The setting is Cape Town’s notorious slum, ‘District Six’, in the 1950s – a veritable melting pot of different cultures. The story may be a familiar one (a band on the way up), but the score, which has more bounce than a greased quiff, more than compensates. Like the racial mix of the slum that engendered it, the songs are both ethnically diverse and colourful, having the added zip of the Stateside imports of that era: Elvis, Frankie Lymon, Louis Jordan and Motown.

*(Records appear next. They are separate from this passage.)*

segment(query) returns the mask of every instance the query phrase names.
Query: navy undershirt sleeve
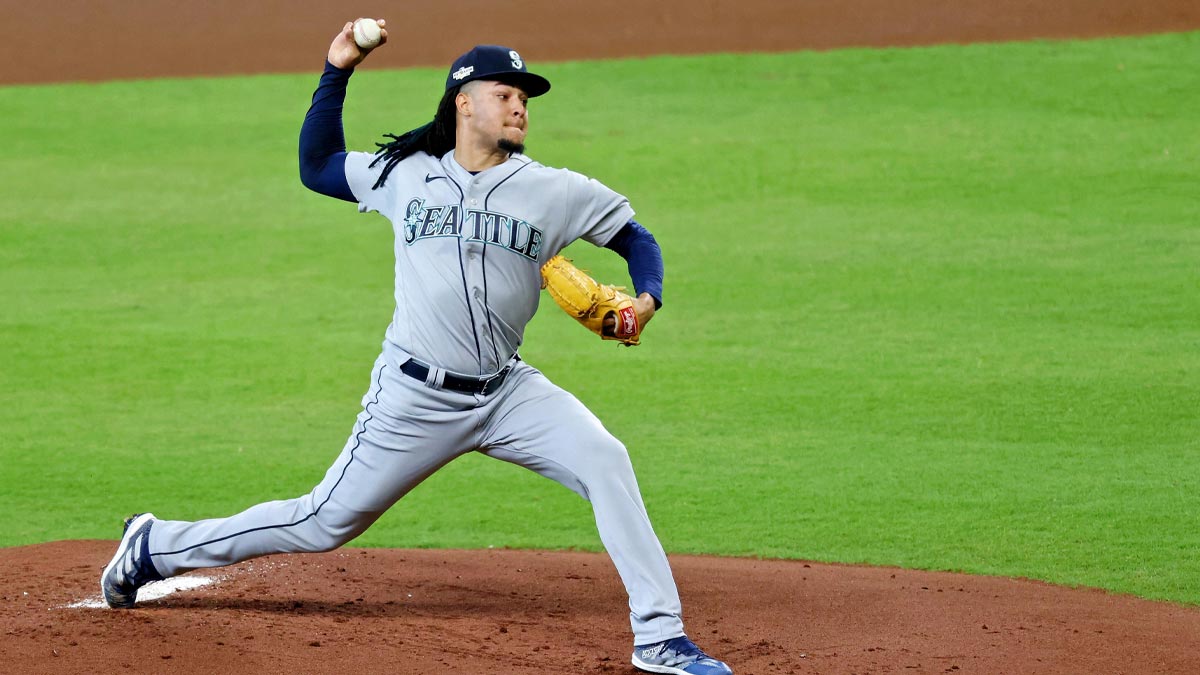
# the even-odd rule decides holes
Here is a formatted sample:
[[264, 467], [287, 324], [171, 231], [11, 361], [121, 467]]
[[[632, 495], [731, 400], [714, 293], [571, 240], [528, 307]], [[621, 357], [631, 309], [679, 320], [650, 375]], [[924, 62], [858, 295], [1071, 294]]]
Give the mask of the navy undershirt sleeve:
[[654, 298], [654, 309], [662, 306], [662, 250], [658, 240], [636, 220], [630, 220], [605, 244], [629, 263], [634, 291]]
[[300, 127], [300, 181], [313, 192], [347, 202], [358, 202], [346, 180], [342, 131], [342, 103], [353, 73], [354, 68], [342, 70], [325, 61], [325, 72]]

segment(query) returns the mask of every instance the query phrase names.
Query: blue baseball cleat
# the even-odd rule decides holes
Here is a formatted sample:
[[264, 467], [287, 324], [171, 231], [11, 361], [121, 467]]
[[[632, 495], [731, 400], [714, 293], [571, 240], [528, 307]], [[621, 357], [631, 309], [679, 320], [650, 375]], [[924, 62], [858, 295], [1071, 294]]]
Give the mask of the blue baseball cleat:
[[634, 646], [634, 665], [649, 673], [733, 675], [728, 665], [701, 651], [688, 635]]
[[100, 577], [100, 590], [112, 608], [131, 608], [138, 601], [138, 589], [162, 575], [150, 562], [150, 527], [152, 513], [140, 513], [125, 521], [125, 536], [116, 546], [116, 555]]

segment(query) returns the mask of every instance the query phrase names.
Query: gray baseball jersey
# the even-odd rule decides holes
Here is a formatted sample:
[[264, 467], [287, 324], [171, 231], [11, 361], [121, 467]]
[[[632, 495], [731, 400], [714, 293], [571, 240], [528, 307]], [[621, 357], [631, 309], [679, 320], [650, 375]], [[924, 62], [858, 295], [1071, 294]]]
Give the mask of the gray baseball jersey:
[[[396, 233], [396, 310], [354, 430], [313, 490], [230, 518], [156, 520], [148, 552], [170, 577], [274, 552], [323, 551], [365, 531], [438, 468], [469, 452], [524, 466], [592, 502], [629, 591], [636, 644], [684, 634], [670, 565], [624, 444], [575, 396], [515, 358], [538, 309], [540, 268], [576, 239], [607, 243], [632, 216], [620, 195], [523, 155], [478, 174], [449, 153], [380, 166], [350, 153], [362, 211]], [[424, 382], [404, 370], [420, 363]], [[442, 387], [506, 374], [493, 392]]]
[[385, 356], [473, 376], [500, 370], [538, 310], [541, 265], [576, 239], [606, 244], [634, 215], [596, 180], [524, 155], [472, 175], [419, 153], [372, 190], [383, 163], [350, 153], [346, 178], [362, 211], [396, 231], [396, 312]]

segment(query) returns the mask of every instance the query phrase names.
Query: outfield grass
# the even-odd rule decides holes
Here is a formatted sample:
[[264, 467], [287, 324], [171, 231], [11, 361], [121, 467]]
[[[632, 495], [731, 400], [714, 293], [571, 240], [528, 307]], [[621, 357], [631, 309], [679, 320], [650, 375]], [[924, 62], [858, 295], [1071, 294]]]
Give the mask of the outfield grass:
[[[666, 309], [625, 350], [551, 306], [522, 353], [626, 441], [671, 551], [1200, 603], [1196, 54], [547, 65], [530, 154], [632, 199]], [[391, 233], [295, 177], [317, 77], [0, 89], [0, 545], [294, 496], [341, 449]], [[442, 78], [358, 73], [350, 145]], [[356, 544], [599, 549], [583, 501], [481, 456]]]

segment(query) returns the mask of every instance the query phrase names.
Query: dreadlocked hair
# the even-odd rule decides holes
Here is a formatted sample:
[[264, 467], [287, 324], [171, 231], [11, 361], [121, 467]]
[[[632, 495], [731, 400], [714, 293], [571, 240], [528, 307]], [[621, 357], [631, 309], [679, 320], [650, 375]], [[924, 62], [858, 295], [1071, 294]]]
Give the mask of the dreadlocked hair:
[[379, 162], [384, 162], [384, 165], [383, 171], [379, 173], [379, 179], [371, 186], [372, 190], [383, 187], [391, 169], [409, 155], [425, 153], [434, 157], [440, 157], [454, 149], [455, 113], [457, 112], [455, 98], [458, 96], [460, 89], [462, 86], [455, 86], [442, 96], [442, 101], [438, 103], [438, 112], [433, 115], [433, 121], [430, 124], [419, 126], [400, 136], [385, 133], [384, 138], [391, 138], [391, 141], [388, 143], [376, 143], [379, 149], [376, 151], [376, 159], [371, 161], [370, 167], [374, 168]]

The tale is told in flashback, from the point of view of Kat, eponymous hero and erstwhile crooner with the Cavalla Kings, a coloured vocal ensemble named after a brand of South African cigarette. The band’s rise is facilitated by bending the rules of apartheid: they enter ‘Whites Only’ clubs by the back door, and beat a hasty retreat once the police show up. This is enough to ensure a loyal following and, in time, a record deal. But the band soon suffers a blow when their lead singer, Lucy, runs off to Canada with their white manager – a relationship deemed illegal under the regime’s draconian segregation laws. After a couple of more defections, the Cavalla Kings, like its namesake, is finally stubbed out.

Forty years later, Kat is a shoe shine man, left with just memories of the days when the girls would throw their panties on-stage and go ‘Ape in the Cape’ for their version of Rock n’ Roll.

Whilst the story is ultimately clichéd and unsatisfying, Kat (like that former West End success Five Guys Named Mo) lives on through the sheer energy of the performers. This was the first night of the new run, and the young cast whipped the audience up into such a frenzy that even the more po-faced members were seen clapping and snapping their way through the later songs.

Even if the 1950s isn’t your bag, Kat and the Kings is guaranteed to have you hand-jiving your way out onto the Kilburn High Road afterwards.